Authors: Prescott J,  Thompson DJ,  Kraft P,  Chanock SJ,  Audley T,  Brown J,  Leyland J,  Folkerd E,  Doody D,  Hankinson SE,  Hunter DJ,  Jacobs KB,  Dowsett M,  Cox DG,  Easton DF,  De Vivo I
Journal: PLoS One
Date: 2012
Branches: CGR, LTG
PubMed ID: 22675492
PMC ID: PMC3366971
Abstract: Genome-wide association studies (GWAS) have successfully identified common genetic variants that contribute to breast cancer risk. Discovering additional variants has become difficult, as power to detect variants of weaker effect with present sample sizes is limited. An alternative approach is to look for variants associated with quantitative traits that in turn affect disease risk. As exposure to high circulating estradiol and testosterone, and low sex hormone-binding globulin (SHBG) levels is implicated in breast cancer etiology, we conducted GWAS analyses of plasma estradiol, testosterone, and SHBG to identify new susceptibility alleles. Cancer Genetic Markers of Susceptibility (CGEMS) data from the Nurses' Health Study (NHS), and Sisters in Breast Cancer Screening data were used to carry out primary meta-analyses among ~1600 postmenopausal women who were not taking postmenopausal hormones at blood draw.
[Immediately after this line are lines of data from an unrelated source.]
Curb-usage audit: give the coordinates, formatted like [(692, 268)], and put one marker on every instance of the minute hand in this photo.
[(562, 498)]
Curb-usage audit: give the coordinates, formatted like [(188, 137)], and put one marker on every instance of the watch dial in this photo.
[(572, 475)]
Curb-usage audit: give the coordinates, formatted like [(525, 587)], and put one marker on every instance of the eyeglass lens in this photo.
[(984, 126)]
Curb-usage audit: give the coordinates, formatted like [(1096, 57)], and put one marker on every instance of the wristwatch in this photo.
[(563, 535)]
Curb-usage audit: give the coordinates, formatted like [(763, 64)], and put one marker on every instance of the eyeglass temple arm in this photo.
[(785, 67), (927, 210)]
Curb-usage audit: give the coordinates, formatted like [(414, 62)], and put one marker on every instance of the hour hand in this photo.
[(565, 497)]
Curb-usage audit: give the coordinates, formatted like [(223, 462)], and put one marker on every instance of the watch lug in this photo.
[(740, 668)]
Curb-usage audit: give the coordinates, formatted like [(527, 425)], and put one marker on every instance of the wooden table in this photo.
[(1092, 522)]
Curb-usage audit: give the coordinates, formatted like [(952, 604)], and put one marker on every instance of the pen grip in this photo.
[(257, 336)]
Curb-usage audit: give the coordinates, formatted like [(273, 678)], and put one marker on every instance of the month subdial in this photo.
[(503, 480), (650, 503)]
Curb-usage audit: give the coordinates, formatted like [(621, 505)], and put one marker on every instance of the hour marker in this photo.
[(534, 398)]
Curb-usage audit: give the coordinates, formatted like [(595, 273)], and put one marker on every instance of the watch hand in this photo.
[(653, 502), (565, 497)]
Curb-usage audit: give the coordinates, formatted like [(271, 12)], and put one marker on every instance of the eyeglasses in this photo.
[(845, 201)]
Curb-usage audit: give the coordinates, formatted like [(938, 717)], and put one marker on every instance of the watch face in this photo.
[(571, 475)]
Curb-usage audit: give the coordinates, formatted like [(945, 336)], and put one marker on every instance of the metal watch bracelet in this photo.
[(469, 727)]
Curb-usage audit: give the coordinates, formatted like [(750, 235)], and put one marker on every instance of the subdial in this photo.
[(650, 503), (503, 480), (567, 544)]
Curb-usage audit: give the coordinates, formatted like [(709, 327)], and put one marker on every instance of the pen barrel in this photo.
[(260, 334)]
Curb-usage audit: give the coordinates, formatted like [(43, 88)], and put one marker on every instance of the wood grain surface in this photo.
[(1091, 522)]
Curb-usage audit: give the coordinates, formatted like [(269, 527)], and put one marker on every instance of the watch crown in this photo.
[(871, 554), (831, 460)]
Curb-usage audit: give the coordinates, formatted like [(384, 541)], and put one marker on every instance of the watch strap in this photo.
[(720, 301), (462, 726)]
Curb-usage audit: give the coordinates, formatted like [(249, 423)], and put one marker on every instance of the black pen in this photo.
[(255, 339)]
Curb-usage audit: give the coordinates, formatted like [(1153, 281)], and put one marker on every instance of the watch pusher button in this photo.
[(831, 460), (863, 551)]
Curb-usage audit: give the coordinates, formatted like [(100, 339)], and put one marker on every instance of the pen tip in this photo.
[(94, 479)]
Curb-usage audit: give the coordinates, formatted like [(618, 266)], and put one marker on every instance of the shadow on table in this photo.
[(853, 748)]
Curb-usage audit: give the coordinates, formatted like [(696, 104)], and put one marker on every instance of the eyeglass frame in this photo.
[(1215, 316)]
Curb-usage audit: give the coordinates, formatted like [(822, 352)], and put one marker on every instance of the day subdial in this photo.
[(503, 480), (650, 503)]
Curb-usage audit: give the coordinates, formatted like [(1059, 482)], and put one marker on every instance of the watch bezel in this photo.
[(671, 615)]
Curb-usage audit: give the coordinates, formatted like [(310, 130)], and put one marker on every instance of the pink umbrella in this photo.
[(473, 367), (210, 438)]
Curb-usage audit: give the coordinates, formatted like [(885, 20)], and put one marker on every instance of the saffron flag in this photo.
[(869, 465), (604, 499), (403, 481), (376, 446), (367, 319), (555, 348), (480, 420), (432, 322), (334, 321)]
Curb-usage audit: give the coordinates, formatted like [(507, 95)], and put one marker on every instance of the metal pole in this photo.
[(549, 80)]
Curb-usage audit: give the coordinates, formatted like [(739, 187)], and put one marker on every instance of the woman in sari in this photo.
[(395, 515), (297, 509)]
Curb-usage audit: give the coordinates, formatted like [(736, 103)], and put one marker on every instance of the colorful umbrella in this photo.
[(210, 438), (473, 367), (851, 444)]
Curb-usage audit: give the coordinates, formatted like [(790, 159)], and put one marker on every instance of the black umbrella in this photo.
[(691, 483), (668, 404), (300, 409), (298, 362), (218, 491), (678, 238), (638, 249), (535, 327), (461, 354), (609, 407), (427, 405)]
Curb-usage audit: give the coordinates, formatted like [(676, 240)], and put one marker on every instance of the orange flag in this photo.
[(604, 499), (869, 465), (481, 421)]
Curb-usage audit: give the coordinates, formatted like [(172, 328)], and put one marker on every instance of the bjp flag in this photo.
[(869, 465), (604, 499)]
We observed a genome-wide significant association between SHBG levels and rs727428 (joint β = -0.126; joint P = 2.09 × 10(-16)), downstream of the SHBG gene. No genome-wide significant associations were observed with estradiol or testosterone levels. Among variants that were suggestively associated with estradiol (P<10(-5)), several were located at the CYP19A1 gene locus. Overall results were similar in secondary meta-analyses that included ~900 NHS current postmenopausal hormone users. No variant associated with estradiol, testosterone, or SHBG at P<10(-5) was associated with postmenopausal breast cancer risk among CGEMS participants. Our results suggest that the small magnitude of difference in hormone levels associated with common genetic variants is likely insufficient to detectably contribute to breast cancer risk.